Darragh O'Brien, housing minister

Darragh O'Brien, housing minister

Tenants are facing a double rent hike this summer when the freeze on prices lifts.

Average national rents can go up €100 a month, and €140 in Dublin, as a loophole allows hikes for two years in one go.

The controversial measure causes a major headache for embattled Housing Minister Darragh O’Brien as he struggles to show progress on the housing crisis.

The move also puts rent costs firmly on the agenda in the Dublin Bay South by-election to be held in July.

Landlords in rent pressure zone (RPZ) areas, where hikes are limited by law, will be able to apply a double increase from July.

A rent freeze during the pandemic meant landlords were not allowed to hike the rents in these areas by 4pc.

Supply was also plentiful in cities as workers from the country and foreign workers returned home and students were not on campus.

Demand is expected to spike again in autumn when offices reopen, workers return and colleges come back.

However, the rent freeze will be lifted in July.

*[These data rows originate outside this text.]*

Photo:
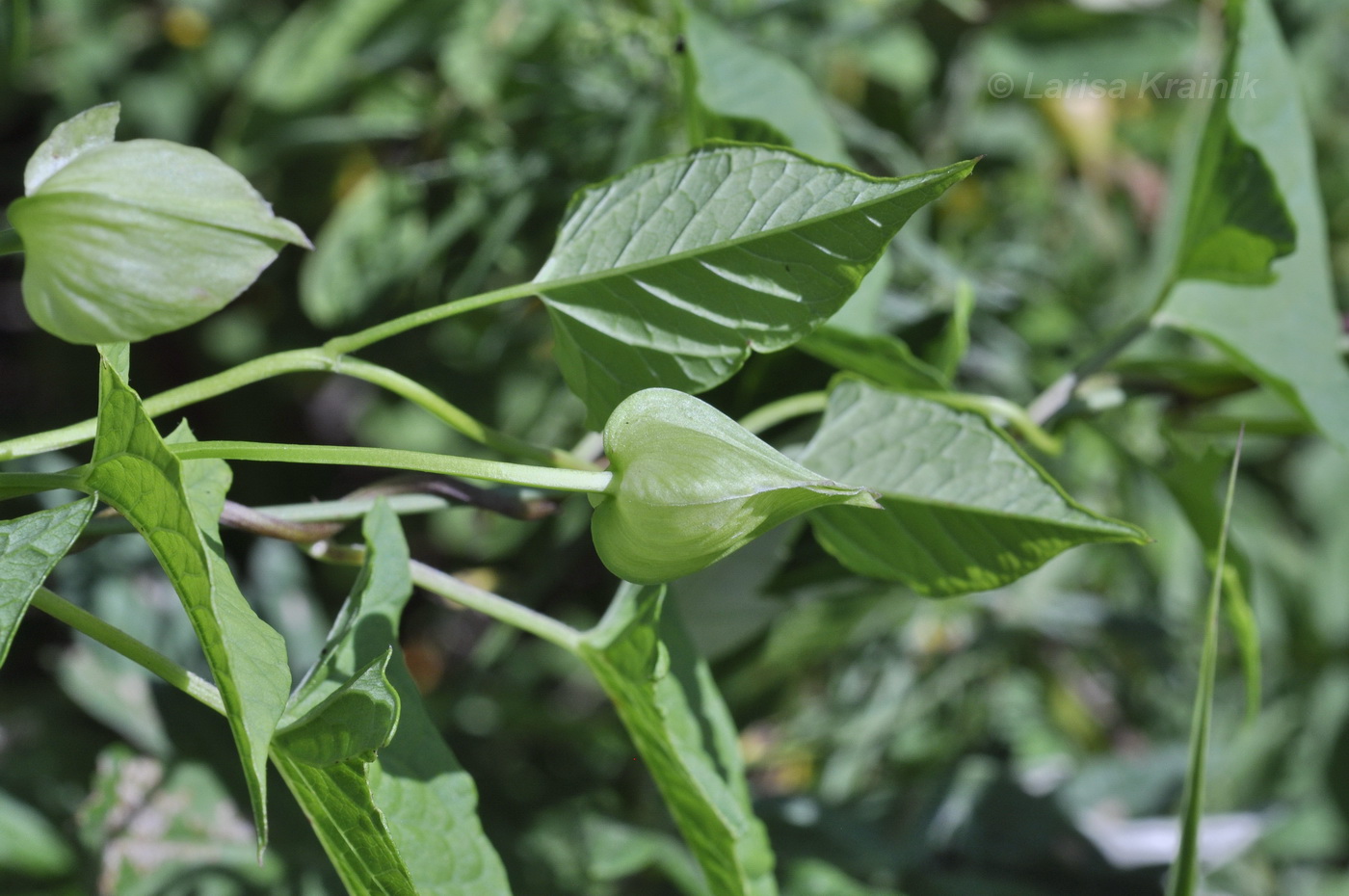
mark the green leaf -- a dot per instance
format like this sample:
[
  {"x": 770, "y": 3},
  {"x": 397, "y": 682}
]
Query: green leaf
[
  {"x": 965, "y": 509},
  {"x": 353, "y": 830},
  {"x": 672, "y": 710},
  {"x": 127, "y": 241},
  {"x": 691, "y": 486},
  {"x": 1184, "y": 872},
  {"x": 351, "y": 723},
  {"x": 30, "y": 548},
  {"x": 746, "y": 93},
  {"x": 1236, "y": 223},
  {"x": 674, "y": 272},
  {"x": 29, "y": 844},
  {"x": 425, "y": 802},
  {"x": 135, "y": 471},
  {"x": 1284, "y": 332},
  {"x": 883, "y": 359},
  {"x": 87, "y": 131}
]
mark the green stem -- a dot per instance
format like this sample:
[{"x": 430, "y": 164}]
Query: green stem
[
  {"x": 177, "y": 398},
  {"x": 20, "y": 36},
  {"x": 1011, "y": 411},
  {"x": 292, "y": 362},
  {"x": 784, "y": 409},
  {"x": 371, "y": 335},
  {"x": 1051, "y": 403},
  {"x": 546, "y": 478},
  {"x": 10, "y": 242},
  {"x": 464, "y": 593},
  {"x": 112, "y": 637},
  {"x": 456, "y": 418},
  {"x": 1184, "y": 872},
  {"x": 15, "y": 485}
]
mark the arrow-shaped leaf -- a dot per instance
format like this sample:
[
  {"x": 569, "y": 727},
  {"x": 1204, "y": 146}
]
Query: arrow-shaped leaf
[
  {"x": 674, "y": 713},
  {"x": 30, "y": 546},
  {"x": 1247, "y": 188},
  {"x": 135, "y": 472},
  {"x": 965, "y": 509},
  {"x": 674, "y": 273}
]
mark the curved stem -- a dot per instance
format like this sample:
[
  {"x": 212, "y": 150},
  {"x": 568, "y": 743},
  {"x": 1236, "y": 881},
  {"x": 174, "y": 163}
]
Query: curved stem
[
  {"x": 175, "y": 398},
  {"x": 301, "y": 360},
  {"x": 1051, "y": 403},
  {"x": 1015, "y": 414},
  {"x": 548, "y": 478},
  {"x": 15, "y": 485},
  {"x": 784, "y": 409},
  {"x": 462, "y": 593},
  {"x": 10, "y": 242},
  {"x": 371, "y": 335},
  {"x": 112, "y": 637}
]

And it has now emerged that landlords will be able to apply a double hike by rolling over the increase they missed out on last year.

The vast majority of tenants in the country live in rent pressure zones. The average national rent of €1,256 would go up by €50 under the 4pc rule, but this could now be a €100 increase. In Dublin, a 4pc hike of €70 will now turn into a €140 hike.

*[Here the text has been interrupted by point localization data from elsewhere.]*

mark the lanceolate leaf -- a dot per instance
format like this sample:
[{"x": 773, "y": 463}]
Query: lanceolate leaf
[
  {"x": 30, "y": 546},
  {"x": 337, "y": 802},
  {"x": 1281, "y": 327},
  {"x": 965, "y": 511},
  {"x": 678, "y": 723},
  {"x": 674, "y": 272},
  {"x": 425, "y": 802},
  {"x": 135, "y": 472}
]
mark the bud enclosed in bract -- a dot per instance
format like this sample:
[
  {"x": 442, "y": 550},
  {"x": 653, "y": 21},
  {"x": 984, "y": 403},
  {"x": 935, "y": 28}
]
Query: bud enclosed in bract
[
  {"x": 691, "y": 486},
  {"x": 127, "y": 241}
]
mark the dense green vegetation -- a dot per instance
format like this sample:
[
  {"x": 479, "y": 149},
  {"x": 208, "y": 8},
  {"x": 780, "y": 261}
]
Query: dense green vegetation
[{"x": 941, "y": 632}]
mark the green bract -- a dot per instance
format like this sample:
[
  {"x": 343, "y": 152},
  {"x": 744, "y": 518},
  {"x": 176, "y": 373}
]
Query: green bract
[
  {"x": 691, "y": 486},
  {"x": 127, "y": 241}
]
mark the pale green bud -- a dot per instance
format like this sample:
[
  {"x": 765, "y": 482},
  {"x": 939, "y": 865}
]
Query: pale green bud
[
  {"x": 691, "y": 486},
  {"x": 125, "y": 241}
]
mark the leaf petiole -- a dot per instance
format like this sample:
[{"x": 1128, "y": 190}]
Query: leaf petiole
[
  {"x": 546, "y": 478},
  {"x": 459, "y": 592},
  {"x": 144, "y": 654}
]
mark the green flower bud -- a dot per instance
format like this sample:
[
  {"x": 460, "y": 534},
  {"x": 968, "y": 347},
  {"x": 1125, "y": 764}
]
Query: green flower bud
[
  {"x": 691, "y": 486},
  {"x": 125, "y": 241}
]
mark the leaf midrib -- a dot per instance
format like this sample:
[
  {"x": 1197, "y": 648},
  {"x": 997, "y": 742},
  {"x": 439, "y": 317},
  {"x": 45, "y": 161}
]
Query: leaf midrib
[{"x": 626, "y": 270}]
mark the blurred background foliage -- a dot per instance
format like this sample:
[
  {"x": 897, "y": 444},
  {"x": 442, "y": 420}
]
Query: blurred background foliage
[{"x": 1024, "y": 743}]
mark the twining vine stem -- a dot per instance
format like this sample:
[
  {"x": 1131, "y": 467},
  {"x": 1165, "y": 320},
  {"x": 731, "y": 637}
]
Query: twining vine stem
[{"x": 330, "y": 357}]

The Department of Housing confirmed a total increase of greater than 4pc can apply where a rent increase cannot happen during emergency periods such as the pandemic.

“Where a landlord carries out a rent review for the first time in two years in an RPZ, a total increase of 8pc increase can apply,” the Department said.

The rents regulator, the Residential Tenancies Board, also confirmed if a landlord has not reviewed the rent in two years in a rent pressure zone, “a total increase of 8pc could apply once the landlord has followed the usual rules”.

Tenants are now facing a cliff-edge, according to People Before Profit TD Paul Murphy.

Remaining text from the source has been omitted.